The Garlic-Player is currently available for Windows, Linux, macOS and for Android. This expands the range of SMIL-Players offered and allows you, among other things, to create your hardware solutions.
This allows you to select media player hardware that optimally meets your requirement and makes you independent of third-party vendors. The Garlic-Player as a genuine digital signage open-source software ensures the highest possible transparency, investment security and freedom.
What are the advantages of a SMIL-Player?
SMIL-Players are compatible regardless of the manufacturer. Using a SMIL-Player for your digital signage project gives you more independence. You can choose among different software providers or even develop your own components.
Specialized media players for digital signage require certain features. Here is an excerpt from the features of the Garlic-Player with explanations and examples:
In addition to videos and images, SMIL Player also supports widgets. These are locally executable web apps that you can use to create interactive interfaces and specialized applications. Since they are based on HTML, they run platform-independently.

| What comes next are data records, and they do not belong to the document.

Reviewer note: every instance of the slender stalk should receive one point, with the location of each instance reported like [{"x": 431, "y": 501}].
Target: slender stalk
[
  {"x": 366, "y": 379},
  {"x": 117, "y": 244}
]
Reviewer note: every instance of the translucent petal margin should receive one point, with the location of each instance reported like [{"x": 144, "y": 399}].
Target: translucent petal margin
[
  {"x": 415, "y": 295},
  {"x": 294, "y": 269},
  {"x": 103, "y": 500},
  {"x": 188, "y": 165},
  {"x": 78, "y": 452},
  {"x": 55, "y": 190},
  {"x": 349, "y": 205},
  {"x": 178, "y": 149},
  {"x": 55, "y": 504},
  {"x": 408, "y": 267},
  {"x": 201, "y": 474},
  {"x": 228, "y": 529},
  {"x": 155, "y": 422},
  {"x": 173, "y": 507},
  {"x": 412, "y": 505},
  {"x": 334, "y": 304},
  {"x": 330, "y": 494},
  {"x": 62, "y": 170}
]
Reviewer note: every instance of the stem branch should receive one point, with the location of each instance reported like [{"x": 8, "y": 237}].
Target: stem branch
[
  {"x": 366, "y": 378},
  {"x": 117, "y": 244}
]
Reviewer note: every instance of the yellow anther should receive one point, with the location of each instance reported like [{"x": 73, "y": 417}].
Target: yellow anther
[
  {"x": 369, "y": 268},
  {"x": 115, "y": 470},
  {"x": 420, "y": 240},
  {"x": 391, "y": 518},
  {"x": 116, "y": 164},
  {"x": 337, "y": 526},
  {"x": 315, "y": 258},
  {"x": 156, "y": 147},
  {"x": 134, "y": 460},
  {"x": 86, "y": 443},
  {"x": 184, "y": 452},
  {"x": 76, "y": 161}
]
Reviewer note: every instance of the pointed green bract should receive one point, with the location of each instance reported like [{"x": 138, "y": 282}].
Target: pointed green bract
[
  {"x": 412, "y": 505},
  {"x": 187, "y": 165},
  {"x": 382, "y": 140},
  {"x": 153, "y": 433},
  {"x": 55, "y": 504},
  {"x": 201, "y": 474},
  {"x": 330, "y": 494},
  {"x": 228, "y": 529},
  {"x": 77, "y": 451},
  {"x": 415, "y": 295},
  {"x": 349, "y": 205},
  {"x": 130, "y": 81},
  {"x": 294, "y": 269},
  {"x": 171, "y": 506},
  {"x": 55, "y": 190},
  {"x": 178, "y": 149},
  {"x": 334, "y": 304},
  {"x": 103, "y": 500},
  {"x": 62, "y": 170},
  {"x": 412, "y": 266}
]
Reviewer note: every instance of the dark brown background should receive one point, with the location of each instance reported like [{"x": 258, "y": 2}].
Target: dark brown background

Split your screen into different zones. These zones can even overlap. This is how you implement news tickers.
However, it is possible to use multiple zones to display additional information about videos and images and to make more efficient use of large advertising space.
Anyone who sells advertising time requires playback statistics. Customers want to know when their ads ran on which devices. Without reporting, there is no reputable advertising marketing. However, reports and logs support remote maintenance and diagnosis of possible problems. The Garlic-Player periodically sends its reports to a CMS.
Normally, the content runs in an infinite loop. You use timing triggers to determine whether a particular piece of content interrupts the loop. For example, you might want a video to run daily starting at 1 pm and then every hour on the hour until 6 pm. Timed triggers exist for this purpose.
These are basically triggers similar to the timed triggers described above. In this case, you start content either via a keyboard hotkey or by touching a specific image or video.
Example: a customer taps on the screen while a video is playing. You determine whether another video with more information is played or a web page opens.
The Garlic-Player has an integrated web server. You can use this to send commands to the device via network. This allows the SMIL-Player to be controlled by another application or a web page.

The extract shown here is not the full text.